Testing polygenic score association with incident DCM

We assessed the relationship between the polygenic scores and DCM in the 362,922 participants who had not undergone cardiac MRI, were free from CHF, DCM, and CAD at baseline, and who were not identified by the UK Biobank as having third-degree or closer relatedness to another participant[18]. This sample included 380 individuals with incident DCM. We tested each score separately for association with incident DCM using a Cox proportional hazard model. This model was adjusted for sex, genotyping array, the first five principal components of ancestry, and the cubic basis spline of age at enrollment. Cox modeling was performed with the survival package in R 3.6.1 (R Foundation for Statistical Computing, Vienna, Austria). We defined statistical significance as a two-tailed Cox regression P < (0.05/7 phenotypes) = 0.007.

For plotting, the samples were divided into deciles by LVESVi polygenic score. DCM incidence over time was plotted for the individuals in the lowest 10% of the LVESVi polygenic score, those in the highest 10%, and those in the middle 80% using the survminer package in R.

Testing the polygenic score within TTNtv carriers

Samples from the UK Biobank were prioritized for exome sequencing based on the presence of MRI data and linked hospital records[4]. Exomes were generated by the Regeneron Genetics Center, and reprocessed centrally by the UK Biobank according to Functional Equivalent standards[60]. Exomes were captured with the IDT xGen Exome Research Panel v1.0, targeting 39 million basepairs of the human genome. Sequencing was performed with 75 basepair paired-end reads on the Illumina NovaSeq 6000 platform using S2 flowcells. Alignment to GRCh38 was performed centrally with BWA-mem to generate a CRAM file for each sample. Variant calling was performed with GATK 3.0. Variants were hard-filtered if the inbreeding coefficient was <−0.03, or if none of the following were true: the read depth was greater than or equal to 10, the genotype quality was greater than or equal to 20, or the allele balance was greater than or equal to 0.2. In total, 49,997 exomes were available. Variants in TTN were annotated with the Ensembl Variant Effect Predictor version 95 with the --pick-allele flag[61]. LOFTEE was used to identify high-confidence loss-of-function variants in TTN (TTNtv): namely, stop-gained, splice-site disrupting, and frameshift variants[62].
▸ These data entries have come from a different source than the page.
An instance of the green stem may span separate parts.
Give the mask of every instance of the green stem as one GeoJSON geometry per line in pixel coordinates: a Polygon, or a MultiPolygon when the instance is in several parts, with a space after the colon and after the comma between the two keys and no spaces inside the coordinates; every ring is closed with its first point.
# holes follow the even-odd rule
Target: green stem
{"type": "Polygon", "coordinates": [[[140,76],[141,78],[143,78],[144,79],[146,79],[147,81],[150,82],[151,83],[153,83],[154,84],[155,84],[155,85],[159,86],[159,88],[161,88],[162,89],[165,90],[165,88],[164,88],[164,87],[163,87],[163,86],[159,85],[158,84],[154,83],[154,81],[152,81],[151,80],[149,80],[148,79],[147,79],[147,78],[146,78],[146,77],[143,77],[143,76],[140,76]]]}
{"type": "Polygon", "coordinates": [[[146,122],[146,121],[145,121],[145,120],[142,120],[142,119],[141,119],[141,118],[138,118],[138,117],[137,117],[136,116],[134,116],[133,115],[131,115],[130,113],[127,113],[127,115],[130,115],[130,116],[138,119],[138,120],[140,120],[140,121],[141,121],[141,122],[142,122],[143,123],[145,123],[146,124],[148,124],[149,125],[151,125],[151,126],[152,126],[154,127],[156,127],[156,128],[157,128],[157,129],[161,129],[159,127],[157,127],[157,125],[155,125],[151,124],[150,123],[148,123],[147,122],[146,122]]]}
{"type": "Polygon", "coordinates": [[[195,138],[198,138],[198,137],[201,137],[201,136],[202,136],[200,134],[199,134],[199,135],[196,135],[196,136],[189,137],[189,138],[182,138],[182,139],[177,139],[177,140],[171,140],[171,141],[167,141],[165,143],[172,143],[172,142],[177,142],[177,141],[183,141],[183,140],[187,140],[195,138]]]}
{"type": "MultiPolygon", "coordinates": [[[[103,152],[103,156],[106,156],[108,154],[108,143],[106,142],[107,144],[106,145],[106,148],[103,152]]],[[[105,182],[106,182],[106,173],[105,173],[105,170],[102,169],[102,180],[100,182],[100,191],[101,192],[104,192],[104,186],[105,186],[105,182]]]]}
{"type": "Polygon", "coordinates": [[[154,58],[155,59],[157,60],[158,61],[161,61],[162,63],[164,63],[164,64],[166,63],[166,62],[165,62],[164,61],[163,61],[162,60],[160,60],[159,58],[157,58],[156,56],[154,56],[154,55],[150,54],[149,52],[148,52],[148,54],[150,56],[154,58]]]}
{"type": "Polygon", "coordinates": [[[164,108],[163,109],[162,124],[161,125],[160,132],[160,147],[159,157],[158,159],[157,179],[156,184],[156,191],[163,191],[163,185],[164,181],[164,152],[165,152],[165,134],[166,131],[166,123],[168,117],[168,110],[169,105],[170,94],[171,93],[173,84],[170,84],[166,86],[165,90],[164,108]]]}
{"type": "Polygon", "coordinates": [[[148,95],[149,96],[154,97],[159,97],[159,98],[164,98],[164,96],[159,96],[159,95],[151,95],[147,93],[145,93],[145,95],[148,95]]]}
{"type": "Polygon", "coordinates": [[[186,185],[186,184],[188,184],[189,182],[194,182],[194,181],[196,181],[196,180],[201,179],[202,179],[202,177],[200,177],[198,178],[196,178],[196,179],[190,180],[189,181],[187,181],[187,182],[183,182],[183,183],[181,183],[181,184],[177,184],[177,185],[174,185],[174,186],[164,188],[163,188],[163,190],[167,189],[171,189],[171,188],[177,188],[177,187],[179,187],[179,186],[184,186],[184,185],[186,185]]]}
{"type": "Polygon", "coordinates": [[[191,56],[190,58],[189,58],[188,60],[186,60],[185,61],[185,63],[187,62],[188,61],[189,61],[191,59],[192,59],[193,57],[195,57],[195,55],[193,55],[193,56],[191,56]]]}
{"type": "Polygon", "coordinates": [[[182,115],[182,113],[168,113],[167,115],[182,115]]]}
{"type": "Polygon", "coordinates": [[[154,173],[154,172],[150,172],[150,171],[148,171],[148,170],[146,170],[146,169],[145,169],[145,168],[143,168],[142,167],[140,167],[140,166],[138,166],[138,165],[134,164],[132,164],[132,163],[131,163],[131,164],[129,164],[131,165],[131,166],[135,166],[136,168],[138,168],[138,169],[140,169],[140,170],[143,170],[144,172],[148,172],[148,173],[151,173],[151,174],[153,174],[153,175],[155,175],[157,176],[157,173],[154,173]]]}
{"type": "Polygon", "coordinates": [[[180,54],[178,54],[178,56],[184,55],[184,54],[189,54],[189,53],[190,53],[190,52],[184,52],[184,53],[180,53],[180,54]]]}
Of the samples with cardiac MRI that passed all of the disease exclusion and quality control measures described above, 12,448 also had exome sequencing. Of these, 59 samples had TTNtv in exons spliced into more than 90% of transcripts in the heart (hig PSI), which are likely to be relevant to cardiac phenotypes[5]. An additional 692 participants were identified as putative carriers of high-PSI TTNtv based on their imputed genotypes; however, 66 of these participants had exome-sequencing data, and zero of the 66 were confirmed to have TTNtv by sequencing (Supplementary Table 14). Therefore, we limited our analysis to the 59 participants with high-PSI TTNtv that were identified by exome sequencing.

We applied the polygenic score most predictive of DCM (derived from the LVESVi) to the TTNtv carriers, and assessed whether that score was associated with LVESV, LVEDV, and LVEF in those individuals in a linear regression model after adjustment for the first five principal components of ancestry, genotyping array, sex, and the cubic basis spline of age at enrollment.